If the husband abdicates his vital role, this does not mean the job is to be left undone. Spiritual training is too vital to forego. The wife must take up the mantle. This is no easy task. A wife who has to circumvent her husband to provide spiritual leadership is fighting an uphill battle. A wife is not to leave her husband, even if he is lost (1 C 7). Never nag or whine, the actions of inferiors and subordinates. Do not chide. Instead, lead a circumspect life. “Wives, be submissive to your own husbands so that even if any of them are disobedient to the word, they may be won without a word by the behavior of their wives, as they observe your chaste and respectful behavior” (1 P 3:1-2).
You dear wives who have unbelieving or backslidden husbands, you single mothers who have no husband at all, your task is difficult. You must spend twice as much time alone in prayer, plus twice as much time with your children in spiritual training. Your assignment is formidable, but not impossible. Engage the battle, and with God’s help, fight with all your might.
If both husband and wife abdicate their role as spiritual leaders in the home, then responsibility falls upon the children. Dear teens, even if Mom and Dad do not serve God, you have no excuses for not following the Lord fully.
“Remember now thy Creator in the days of thy youth” (EC 12:1). “Let no man despise thy youth, but be thou an example of the believers, in word, in conversation, in charity, in spirit, in faith, in purity” (1 TM 4:12).
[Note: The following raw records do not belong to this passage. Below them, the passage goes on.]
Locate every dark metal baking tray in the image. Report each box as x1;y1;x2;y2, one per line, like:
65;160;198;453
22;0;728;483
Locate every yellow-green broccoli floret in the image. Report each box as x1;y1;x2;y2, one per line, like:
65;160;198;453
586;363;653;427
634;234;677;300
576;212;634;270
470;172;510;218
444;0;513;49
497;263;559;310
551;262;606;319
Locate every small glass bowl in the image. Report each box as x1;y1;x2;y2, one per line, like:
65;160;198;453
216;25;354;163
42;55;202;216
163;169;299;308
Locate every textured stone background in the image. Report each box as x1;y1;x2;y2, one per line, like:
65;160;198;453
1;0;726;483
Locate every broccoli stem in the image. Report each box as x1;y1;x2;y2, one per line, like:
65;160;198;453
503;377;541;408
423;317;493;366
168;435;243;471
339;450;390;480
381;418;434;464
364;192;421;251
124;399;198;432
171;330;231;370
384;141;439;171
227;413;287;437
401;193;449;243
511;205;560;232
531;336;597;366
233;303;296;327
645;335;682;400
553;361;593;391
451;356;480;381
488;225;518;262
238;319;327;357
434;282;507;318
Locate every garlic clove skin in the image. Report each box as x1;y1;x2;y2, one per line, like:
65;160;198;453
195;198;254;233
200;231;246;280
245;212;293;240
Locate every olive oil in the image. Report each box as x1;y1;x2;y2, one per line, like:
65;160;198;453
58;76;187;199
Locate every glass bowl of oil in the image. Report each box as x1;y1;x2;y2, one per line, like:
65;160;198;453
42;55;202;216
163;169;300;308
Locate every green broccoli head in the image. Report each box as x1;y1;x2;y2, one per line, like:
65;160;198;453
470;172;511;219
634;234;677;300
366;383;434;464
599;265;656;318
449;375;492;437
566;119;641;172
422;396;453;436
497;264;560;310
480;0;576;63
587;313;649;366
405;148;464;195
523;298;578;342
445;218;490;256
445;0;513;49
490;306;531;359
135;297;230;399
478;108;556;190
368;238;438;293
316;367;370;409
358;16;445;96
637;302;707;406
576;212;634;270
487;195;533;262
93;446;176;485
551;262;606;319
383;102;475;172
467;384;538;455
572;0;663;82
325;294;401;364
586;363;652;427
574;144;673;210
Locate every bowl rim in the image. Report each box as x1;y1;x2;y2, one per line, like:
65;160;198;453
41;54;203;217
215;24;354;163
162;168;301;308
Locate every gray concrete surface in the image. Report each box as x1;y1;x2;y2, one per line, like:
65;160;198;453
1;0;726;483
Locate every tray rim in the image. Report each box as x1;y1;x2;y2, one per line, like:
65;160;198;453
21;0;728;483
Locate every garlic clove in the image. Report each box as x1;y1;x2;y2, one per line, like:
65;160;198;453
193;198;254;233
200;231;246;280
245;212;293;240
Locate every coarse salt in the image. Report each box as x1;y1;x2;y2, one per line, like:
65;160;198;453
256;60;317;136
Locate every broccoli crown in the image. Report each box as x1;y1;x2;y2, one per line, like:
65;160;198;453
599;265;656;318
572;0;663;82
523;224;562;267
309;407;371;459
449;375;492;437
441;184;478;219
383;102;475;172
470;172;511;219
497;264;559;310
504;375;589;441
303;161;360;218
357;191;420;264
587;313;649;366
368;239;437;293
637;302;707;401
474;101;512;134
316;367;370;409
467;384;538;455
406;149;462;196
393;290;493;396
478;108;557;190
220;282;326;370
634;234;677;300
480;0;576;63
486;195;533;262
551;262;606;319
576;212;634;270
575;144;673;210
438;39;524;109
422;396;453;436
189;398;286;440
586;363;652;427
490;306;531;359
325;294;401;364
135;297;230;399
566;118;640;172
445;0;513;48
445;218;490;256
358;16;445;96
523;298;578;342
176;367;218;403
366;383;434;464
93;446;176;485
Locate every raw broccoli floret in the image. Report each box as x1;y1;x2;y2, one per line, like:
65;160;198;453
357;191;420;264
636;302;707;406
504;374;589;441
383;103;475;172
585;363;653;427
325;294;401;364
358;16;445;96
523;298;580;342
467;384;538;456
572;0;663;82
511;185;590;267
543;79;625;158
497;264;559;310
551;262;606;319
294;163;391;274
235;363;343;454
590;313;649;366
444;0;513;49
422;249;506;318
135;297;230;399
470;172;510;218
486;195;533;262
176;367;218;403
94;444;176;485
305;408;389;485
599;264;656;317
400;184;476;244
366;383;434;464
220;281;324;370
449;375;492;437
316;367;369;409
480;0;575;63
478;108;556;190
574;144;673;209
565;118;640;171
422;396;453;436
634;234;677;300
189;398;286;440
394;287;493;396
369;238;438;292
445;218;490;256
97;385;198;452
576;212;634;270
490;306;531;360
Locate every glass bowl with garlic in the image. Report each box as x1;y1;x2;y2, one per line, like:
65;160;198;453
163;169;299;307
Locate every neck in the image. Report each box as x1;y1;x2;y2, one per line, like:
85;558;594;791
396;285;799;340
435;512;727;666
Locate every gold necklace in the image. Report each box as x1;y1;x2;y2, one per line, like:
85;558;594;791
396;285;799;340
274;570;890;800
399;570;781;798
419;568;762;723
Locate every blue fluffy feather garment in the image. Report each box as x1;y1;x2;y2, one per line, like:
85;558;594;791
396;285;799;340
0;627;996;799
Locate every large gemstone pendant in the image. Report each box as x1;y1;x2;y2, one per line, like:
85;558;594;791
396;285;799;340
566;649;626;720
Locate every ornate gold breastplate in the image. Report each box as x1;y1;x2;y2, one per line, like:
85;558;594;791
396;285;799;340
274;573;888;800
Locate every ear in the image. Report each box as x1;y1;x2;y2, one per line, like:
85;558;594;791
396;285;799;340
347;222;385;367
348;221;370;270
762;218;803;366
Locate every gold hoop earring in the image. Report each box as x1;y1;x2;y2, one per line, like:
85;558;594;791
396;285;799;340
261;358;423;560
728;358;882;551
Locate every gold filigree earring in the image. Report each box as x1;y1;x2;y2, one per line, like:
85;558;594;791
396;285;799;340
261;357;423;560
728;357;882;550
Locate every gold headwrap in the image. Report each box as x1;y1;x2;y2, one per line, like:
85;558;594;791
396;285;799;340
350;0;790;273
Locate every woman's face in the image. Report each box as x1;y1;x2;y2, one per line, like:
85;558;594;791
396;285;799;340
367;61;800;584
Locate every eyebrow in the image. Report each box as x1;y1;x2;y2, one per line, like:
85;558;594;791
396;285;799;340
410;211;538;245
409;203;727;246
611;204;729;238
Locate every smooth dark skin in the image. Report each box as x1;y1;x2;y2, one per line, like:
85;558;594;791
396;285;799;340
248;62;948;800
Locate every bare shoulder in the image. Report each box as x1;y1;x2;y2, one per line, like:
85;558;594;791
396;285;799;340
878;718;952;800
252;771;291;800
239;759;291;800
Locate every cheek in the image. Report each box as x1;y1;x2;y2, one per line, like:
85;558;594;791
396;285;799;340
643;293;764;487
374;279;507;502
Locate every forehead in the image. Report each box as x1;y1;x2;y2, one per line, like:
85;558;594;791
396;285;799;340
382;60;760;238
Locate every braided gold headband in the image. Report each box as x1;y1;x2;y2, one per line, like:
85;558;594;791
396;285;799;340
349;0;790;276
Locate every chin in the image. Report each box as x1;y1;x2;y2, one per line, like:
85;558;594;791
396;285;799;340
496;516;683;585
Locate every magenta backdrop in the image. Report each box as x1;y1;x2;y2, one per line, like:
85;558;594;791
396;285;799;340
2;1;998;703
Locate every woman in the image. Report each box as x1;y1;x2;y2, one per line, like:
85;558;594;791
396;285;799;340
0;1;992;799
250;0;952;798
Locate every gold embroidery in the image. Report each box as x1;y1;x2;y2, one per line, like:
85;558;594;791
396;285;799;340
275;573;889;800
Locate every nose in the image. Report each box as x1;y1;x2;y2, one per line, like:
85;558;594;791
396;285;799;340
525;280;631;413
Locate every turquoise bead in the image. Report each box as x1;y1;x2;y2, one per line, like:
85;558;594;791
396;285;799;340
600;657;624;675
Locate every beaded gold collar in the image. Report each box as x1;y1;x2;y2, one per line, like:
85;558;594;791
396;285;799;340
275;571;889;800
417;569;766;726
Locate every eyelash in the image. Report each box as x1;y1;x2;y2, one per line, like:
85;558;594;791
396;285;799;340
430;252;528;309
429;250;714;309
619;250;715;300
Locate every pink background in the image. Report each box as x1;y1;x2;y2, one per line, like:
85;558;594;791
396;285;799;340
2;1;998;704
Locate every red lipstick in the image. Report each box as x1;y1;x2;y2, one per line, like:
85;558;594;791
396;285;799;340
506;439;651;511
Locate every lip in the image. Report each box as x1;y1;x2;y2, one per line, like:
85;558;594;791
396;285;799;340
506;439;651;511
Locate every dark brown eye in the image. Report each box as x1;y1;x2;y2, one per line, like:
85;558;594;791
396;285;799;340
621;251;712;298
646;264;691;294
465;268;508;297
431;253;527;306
In the church where I grew up, we had no youth choir, no youth minister, no youth program. A group of us teens banded together and took responsibility for our own spiritual lives. I started preaching at age 15, other teens took on significant church responsibilities. We were never able to develop an “effective” youth program, but did at least understand our accountability before God. Out of that group came two pastors, three pastors’ wives, two deacons, two deacons’ wives, and other godly lay-persons.
My father-in-law, Emerson Huey, at age 12 had just finished his chores one evening when a neighbor-farmer came by on a hay wagon. The Hueys were not believers, and the neighbor, on his way to a General Baptist revival meeting, paused at the Huey’s long enough to see if anyone wanted to go along. Emerson begged to go, and was given permission. A lady preached, and Emerson was saved. He could hardly contain his enthusiasm. After church, rather than waiting for the neighbor, Emerson ran straight across the field, over ditches and fences, to tell his folks. Sadly, they could not have cared less. Emerson was disappointed, but undaunted. Having truly been saved, he began taking his younger siblings to church, sometimes paying them a penny apiece to bribe them to go. One by one they, too, became Christians. Years later, his parents also believed. It can all be traced to one who, even as a child, understood he was responsible before God for the spiritual welfare of his family.
Youth, it is difficult to be effective for God if Mom and Dad are not on fire for Him. Some of you are being raised by parents lackadaisical about spiritual things. You are brought to church maybe once or twice a month; church is attended only if nothing else gets in the way. Teens, do not be satisfied to accept that as your role model. Be gracious and kind, submit to your parents’ authority, but determine in your heart of hearts that you will rise higher than their standard. Lift your own spiritual expectations to a higher level.
Fathers, mothers, husbands, wives, children, we are all accountable before God for our actions and for our influence at home. The main focus of our text is on husbands. Husbands, because of our influence, are our wives and children more like Christ? Spiritually, are they better or worse due to us?